El ministro no debe gobernar de forma imperativa sobre el rebaño que se le ha confiado para su cuidado, sino que debe ser un modelo a imitar y mostrarles el camino al cielo. Siguiendo el ejemplo de Cristo, debe interceder ante Dios por el pueblo que está a su cuidado hasta que ve que sus oraciones son respondidas. Jesús ejercitó la compasión divina y humana hacia el hombre. Es nuestro ejemplo en todas las cosas. Dios es nuestro Padre y Gobernador, el ministro cristiano es el representante de su Hijo en la tierra. Los principios que rigen en el cielo, deben regir también en la tierra, el mismo amor que anima a los ángeles, la misma pureza y santidad que reina en el cielo, en la medida de lo posible, debe ser reproducida en la tierra. Dios tiene al ministro por responsable del poder que ejerce, pero no justifica que sus siervos perviertan ese poder y lo transformen en despotismo sobre el rebaño que se les confía.

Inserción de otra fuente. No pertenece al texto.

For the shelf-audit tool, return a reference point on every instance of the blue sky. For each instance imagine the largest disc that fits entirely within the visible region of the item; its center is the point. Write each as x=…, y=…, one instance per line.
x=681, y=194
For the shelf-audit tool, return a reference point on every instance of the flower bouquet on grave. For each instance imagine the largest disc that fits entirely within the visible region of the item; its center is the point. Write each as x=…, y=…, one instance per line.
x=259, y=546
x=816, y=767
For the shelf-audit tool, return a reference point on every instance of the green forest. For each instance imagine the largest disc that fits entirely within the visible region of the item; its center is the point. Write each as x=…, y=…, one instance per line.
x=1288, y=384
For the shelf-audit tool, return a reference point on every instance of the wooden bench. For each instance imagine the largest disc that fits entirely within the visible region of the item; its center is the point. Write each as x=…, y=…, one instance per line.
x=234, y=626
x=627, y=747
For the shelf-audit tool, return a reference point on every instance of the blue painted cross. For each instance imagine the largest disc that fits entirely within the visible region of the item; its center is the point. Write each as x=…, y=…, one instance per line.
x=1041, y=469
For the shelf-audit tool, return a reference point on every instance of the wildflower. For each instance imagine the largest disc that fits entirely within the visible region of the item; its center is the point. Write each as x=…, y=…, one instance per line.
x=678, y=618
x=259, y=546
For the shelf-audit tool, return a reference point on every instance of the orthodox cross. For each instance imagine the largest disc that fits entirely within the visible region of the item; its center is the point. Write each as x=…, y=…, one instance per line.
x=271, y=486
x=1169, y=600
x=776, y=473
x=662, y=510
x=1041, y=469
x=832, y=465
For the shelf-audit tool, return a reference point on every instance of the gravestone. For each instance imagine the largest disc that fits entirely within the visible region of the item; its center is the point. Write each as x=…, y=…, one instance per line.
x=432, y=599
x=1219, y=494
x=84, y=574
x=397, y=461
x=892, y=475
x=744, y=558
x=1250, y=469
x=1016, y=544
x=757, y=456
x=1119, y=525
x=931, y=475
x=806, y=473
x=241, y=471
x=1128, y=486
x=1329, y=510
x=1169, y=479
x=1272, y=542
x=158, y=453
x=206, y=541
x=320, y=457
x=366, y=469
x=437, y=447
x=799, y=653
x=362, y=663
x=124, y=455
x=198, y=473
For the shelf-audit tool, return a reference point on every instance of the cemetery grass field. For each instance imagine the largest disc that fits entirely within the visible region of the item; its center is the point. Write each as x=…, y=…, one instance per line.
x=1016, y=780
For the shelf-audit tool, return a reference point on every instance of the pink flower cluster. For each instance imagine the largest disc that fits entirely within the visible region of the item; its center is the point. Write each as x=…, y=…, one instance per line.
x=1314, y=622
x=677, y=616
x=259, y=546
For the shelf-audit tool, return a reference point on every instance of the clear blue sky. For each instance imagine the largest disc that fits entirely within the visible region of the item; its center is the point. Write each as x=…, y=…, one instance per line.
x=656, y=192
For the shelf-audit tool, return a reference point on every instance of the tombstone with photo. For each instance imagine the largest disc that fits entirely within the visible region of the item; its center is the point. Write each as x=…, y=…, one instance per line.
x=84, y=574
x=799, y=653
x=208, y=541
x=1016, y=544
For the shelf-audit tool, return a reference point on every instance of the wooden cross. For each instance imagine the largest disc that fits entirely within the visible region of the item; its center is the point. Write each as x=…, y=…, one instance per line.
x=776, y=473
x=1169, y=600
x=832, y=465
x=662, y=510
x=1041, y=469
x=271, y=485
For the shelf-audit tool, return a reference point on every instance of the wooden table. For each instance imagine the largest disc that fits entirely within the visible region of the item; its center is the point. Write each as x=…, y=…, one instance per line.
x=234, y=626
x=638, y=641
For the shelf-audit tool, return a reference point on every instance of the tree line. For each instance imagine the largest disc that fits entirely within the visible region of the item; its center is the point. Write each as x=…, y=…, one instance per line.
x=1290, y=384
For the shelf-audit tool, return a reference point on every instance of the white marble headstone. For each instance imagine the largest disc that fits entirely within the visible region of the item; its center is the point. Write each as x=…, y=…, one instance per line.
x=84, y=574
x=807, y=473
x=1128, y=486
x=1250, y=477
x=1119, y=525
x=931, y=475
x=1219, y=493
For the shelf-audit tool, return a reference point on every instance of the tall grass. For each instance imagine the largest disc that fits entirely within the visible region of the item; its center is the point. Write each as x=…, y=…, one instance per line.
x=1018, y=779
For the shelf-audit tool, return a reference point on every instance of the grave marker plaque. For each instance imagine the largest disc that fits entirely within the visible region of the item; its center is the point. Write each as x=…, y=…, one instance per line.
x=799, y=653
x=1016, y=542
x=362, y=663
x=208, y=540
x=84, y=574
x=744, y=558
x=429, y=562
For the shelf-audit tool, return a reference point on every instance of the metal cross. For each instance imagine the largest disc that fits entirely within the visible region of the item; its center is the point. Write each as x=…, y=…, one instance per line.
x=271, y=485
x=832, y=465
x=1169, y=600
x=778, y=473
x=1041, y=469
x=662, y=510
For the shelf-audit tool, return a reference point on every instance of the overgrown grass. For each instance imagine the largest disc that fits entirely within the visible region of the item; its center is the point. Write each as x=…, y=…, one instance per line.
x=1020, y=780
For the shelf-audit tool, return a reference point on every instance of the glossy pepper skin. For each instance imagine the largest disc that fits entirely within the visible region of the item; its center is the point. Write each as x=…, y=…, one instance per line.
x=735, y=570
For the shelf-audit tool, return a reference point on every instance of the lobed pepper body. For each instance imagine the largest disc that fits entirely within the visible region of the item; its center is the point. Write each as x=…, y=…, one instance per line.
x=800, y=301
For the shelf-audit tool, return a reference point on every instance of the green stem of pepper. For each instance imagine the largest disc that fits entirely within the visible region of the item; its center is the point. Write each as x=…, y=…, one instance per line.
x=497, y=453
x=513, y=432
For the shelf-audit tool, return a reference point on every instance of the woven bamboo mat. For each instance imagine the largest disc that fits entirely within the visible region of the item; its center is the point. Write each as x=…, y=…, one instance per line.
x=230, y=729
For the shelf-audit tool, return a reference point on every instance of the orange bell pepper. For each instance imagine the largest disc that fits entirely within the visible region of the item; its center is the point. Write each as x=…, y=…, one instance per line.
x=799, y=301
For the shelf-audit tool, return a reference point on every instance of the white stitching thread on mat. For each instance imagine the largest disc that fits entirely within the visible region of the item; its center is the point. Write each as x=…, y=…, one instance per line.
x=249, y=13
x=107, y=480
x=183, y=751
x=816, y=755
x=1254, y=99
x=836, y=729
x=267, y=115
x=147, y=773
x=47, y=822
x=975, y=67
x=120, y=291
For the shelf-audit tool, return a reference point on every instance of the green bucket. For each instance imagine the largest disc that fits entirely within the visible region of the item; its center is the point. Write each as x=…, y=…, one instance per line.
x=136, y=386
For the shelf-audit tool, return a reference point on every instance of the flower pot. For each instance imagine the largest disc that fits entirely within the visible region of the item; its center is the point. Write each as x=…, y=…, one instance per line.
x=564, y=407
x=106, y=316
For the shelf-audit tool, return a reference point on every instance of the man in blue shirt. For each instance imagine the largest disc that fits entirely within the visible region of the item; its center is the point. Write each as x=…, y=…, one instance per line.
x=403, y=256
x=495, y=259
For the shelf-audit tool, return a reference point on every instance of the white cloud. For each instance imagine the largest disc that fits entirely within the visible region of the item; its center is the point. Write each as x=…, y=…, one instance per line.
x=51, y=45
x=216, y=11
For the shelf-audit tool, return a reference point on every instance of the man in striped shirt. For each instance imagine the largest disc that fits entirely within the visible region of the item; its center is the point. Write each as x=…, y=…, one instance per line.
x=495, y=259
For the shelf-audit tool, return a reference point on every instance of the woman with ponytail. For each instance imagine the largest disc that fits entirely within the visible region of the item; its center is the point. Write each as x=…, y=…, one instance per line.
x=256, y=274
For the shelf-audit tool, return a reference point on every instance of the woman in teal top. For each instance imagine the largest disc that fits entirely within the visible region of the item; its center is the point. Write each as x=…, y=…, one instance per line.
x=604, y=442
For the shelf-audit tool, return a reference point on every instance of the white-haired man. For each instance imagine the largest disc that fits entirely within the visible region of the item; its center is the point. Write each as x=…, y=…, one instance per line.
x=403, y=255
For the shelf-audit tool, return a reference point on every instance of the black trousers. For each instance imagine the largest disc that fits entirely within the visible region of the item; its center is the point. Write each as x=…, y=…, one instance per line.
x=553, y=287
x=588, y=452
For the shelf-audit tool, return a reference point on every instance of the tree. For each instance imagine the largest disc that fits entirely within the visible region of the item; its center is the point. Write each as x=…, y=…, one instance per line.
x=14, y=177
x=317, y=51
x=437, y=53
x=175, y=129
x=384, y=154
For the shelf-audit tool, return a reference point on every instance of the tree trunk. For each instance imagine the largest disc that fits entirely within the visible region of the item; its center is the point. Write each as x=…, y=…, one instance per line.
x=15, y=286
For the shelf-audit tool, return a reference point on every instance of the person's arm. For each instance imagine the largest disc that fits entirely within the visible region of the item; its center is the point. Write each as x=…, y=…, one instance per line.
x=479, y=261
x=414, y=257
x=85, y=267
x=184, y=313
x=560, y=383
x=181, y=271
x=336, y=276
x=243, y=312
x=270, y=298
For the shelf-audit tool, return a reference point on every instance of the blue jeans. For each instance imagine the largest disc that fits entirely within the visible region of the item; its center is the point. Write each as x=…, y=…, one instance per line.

Dios ha dado a sus siervos un conocimiento precioso de su verdad y desea que se unan estrechamente a Jesús y, con compasión, se acerquen a sus hermanos para poder hacer con ellos todo el bien que esté en su poder. El Redentor del mundo no buscó su propio placer, sino que anduvo de aquí para allá haciendo el bien. Se vinculó estrechamente con el Padre para poder unir sus fuerzas y así cargar con las almas de los hombres para salvarlos de la ruina eterna. De manera similar, sus siervos deberían cultivar la espiritualidad si esperan tener éxito en su labor.